Beckner and her mother both receive Social Security benefits, and the possibility of having to live in her $105,000 home with such serious issues for the rest of her life was devastating to contemplate, she said.

“I just didn’t have any options,” she said, praising the city program. “I’m overwhelmed with this, because even the contractors were wonderful.”

Several groups tackling homelessness reported seeing the rise in the problem firsthand. Miller said 50 to 60 families every week come into his church asking for help with rent or deposits or food, more than ever in his seven years at his post. He works with property managers to vouch for tenants they might not otherwise accept but said he’s essentially run out of ones with units to spare.

7 Hills’s day center in south Fayetteville is expanding its laundry facility and doubled its food pantry in part because monthly clients have increased from 480 in a typical month to 560, director of operations Solomon Burchfield said in November.

Continuum and 7 Hills recently began sending people to homeless camps and other locations to assess who has been on the streets for extended periods of time, Bel-ford said. The Continuum plans to hold a community meeting, perhaps in February, to report on the data gathered. The list is critical to showing how big the need is for services aimed at this particular group, she said.

“Together we can help everyone,” Belford told several dozen people at a November event at Genesis about possible solutions. “Homelessness is a solvable problem.”
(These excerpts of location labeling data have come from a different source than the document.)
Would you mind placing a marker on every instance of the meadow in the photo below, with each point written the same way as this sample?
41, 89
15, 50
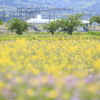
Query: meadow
50, 67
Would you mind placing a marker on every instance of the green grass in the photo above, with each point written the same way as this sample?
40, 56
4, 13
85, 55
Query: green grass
44, 35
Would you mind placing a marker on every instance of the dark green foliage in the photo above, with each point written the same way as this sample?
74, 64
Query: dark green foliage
1, 22
71, 23
18, 26
95, 19
51, 27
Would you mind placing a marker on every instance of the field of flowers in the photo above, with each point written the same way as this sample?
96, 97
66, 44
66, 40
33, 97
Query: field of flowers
50, 69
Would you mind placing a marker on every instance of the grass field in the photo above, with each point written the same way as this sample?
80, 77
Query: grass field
45, 67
The reasons for homelessness can vary widely and include substance abuse and other health problems, failed relationships, convictions and poor credit histories, advocates say. But housing and its costs are often at the center of them all, amplifying those problems and making them harder to escape.

“Ninety percent have a need they just can’t break through,” Cinthia Vlaovich, a volunteer at 8th Street Ministry and Dean’s wife, said about the clients.

Census estimates show about two-thirds of Northwest Arkansas households with incomes less than $35,000 last year paid more than 30 percent of their income on housing. Federal agencies and other groups typically use that proportion as a broad definition of unaffordable housing. Miller said many of the people he sees are paying more than half of their incomes.

Most Continuum members aren’t in a position to build housing, Belford said, so the group’s emphasis has been on connecting people with services. But a new nonprofit group in Fayetteville, Serve NWA, is stepping in. It recently got city planners’ approval to build several transitional shelters near the 7 Hills center to provide clients with a roof and basic services.

Sister Atkins said the region must come together to build and provide housing that’s affordable for the lowest incomes in particular. A grant that provided for Moore’s apartment deposit and similar help for nine other families ran out a while back.

“In Northwest Arkansas, there’s so many resources. We can end homelessness if we choose to,” she said. “We’re basically asking the community to intercede.”

Atkins and other advocates are also quick to add that relationships, support and other tangible services must accompany housing to help the new residents build their lives, as with Dean Vlaovich’s continuing relationship with Moore.

“You can’t just stick someone in an apartment and think they’re going to be OK,” Miller said.